Theo Huxtable from The Cosby Show in a shirt Denise attempted for him.You know the age-old advice about not cooking or baking a dish for the first time when you have guests? It applies to sewing, too.

I found these wonderful instructions on how to make a tablet sleeve. I’d stocked up on material from my local warehouse store, including some retro Marvel Comics and DC Comics prints. I thought I’d be the coolest mom on the block if I made a Marvel Comics tablet sleeve that could be raffled off for a school fundraiser. The pattern looked easy enough: lots of straight edges, lots of pinning, lots of ironing. I’d been practicing straight edges since I’d bought my machine almost two years ago. I pinned fabric with my mom when I was kid and the only options for Halloween costumes were plastic smocks and cheap masks. I’d also learned how to iron in my teen years.

I had this made. No pin intended.

I’m glad I never took a picture of the sleeve, and I’m glad I never volunteered that day to see how little money it raised. It probably cost the school more in volunteer hours to lay it out than money they got for it. But I had to send it along, because, unlike when I cook something and make sure it’s something I’ll eat regardless of the dish’s reception, I made the sleeve with the Marvel Comics fabric. I’m a DC Comics fan. (1980s Superman, anyone?) I wasn’t going to betray my favourite drawings of a man in a cape by housing my tablet in a Marvel Comics sleeve.

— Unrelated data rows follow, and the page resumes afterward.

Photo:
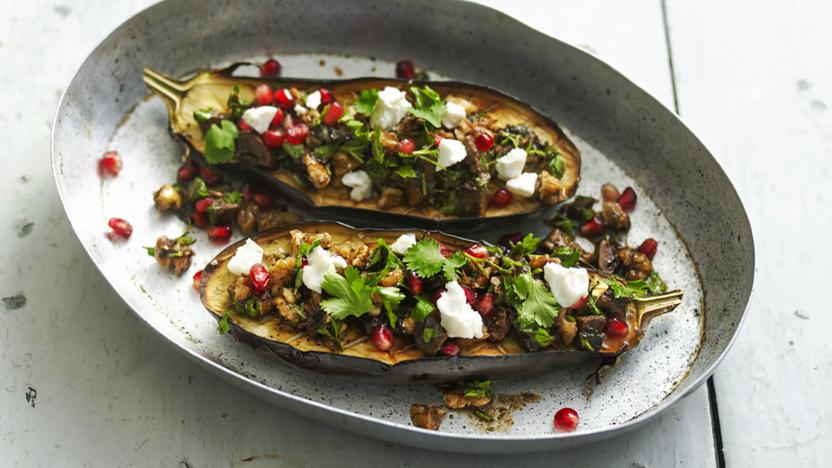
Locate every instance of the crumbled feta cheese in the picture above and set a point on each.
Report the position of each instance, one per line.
(511, 165)
(300, 110)
(523, 185)
(360, 183)
(457, 317)
(404, 242)
(450, 152)
(319, 263)
(454, 113)
(568, 285)
(259, 118)
(391, 107)
(246, 256)
(313, 100)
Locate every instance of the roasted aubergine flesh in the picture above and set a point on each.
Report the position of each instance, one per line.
(398, 296)
(430, 150)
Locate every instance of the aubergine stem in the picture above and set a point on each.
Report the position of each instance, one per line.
(650, 307)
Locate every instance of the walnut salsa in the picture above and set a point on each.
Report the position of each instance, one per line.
(436, 150)
(397, 295)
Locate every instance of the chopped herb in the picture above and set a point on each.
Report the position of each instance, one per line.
(568, 256)
(422, 310)
(538, 304)
(351, 294)
(197, 189)
(220, 142)
(366, 101)
(425, 259)
(233, 197)
(294, 151)
(222, 326)
(477, 389)
(428, 105)
(406, 172)
(15, 302)
(25, 230)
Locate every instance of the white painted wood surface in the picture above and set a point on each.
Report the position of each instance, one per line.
(110, 393)
(754, 81)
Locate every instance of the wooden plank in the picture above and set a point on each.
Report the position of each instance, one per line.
(106, 391)
(753, 81)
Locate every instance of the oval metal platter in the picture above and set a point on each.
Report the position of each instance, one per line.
(625, 136)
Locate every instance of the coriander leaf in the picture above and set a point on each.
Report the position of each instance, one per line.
(406, 172)
(422, 309)
(428, 105)
(655, 284)
(351, 294)
(222, 326)
(294, 151)
(568, 256)
(539, 305)
(220, 142)
(366, 101)
(424, 258)
(451, 264)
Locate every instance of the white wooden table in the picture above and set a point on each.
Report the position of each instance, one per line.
(83, 384)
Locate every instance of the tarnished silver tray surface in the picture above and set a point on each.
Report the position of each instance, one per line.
(625, 136)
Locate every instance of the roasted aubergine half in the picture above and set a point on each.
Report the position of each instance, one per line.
(398, 306)
(419, 153)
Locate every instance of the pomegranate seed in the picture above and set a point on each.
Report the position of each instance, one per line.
(414, 283)
(484, 142)
(437, 294)
(273, 138)
(579, 303)
(244, 126)
(485, 306)
(121, 227)
(628, 199)
(245, 192)
(508, 239)
(260, 278)
(297, 134)
(449, 349)
(263, 95)
(219, 234)
(470, 295)
(593, 227)
(326, 96)
(382, 337)
(187, 171)
(615, 327)
(609, 192)
(501, 198)
(333, 114)
(270, 68)
(199, 219)
(109, 164)
(566, 420)
(202, 205)
(262, 200)
(209, 176)
(648, 247)
(284, 98)
(406, 146)
(405, 70)
(278, 118)
(198, 281)
(477, 251)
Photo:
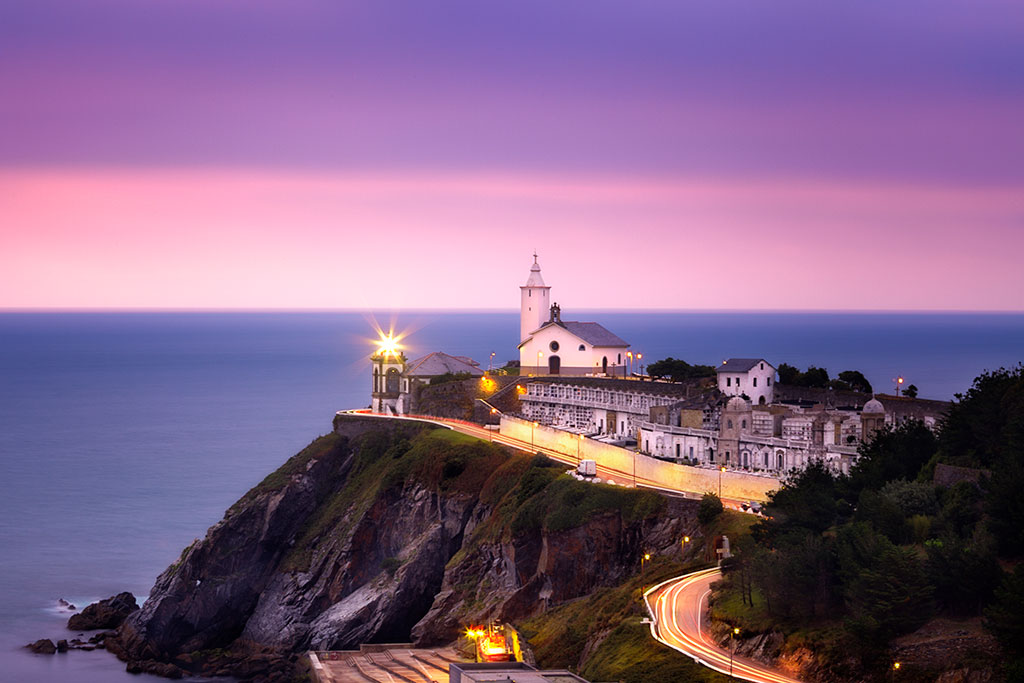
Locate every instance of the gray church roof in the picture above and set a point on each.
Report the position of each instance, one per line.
(592, 333)
(439, 363)
(740, 365)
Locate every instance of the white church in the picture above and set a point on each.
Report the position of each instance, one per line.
(550, 345)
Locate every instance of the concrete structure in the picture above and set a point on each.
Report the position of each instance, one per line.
(624, 466)
(550, 345)
(510, 672)
(772, 439)
(751, 377)
(598, 406)
(395, 379)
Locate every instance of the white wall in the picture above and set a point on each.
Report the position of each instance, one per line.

I would’ve been better off making a bag for my head. Okay, maybe that’s a bit too drastic. But I did make two pillowcases for my husband in about three hours, and they turned out better than this sleeve. (But they almost didn’t fit the pillows, despite allowing an extra two inches or so.)

I swear I measured all the pieces correctly. I swear I followed the seam guides on my machine correctly. I swear I read the instructions correctly! When it was done, though, it barely fit my own iPad, and it would’ve likely been too small for a full-sized Samsung tablet. The bottom seam probably had a 10˚ angle to it, and the Velcro looked like someone had given it to a dog first to be played with.

The sleeve is likely sitting in someone’s to-do pile, with the person wondering how best to deal with the misshapen, unwanted tablet sleeve that had “homemade” written all over it.

And before you say, “Well, then the pattern must have been too hard,” that’s not it, either: I followed the exact pattern again to make two sleeves for myself, and they turned out almost perfect.

So, if you won’t listen to your parents, listen to me: Never plan a first-time project as a gift.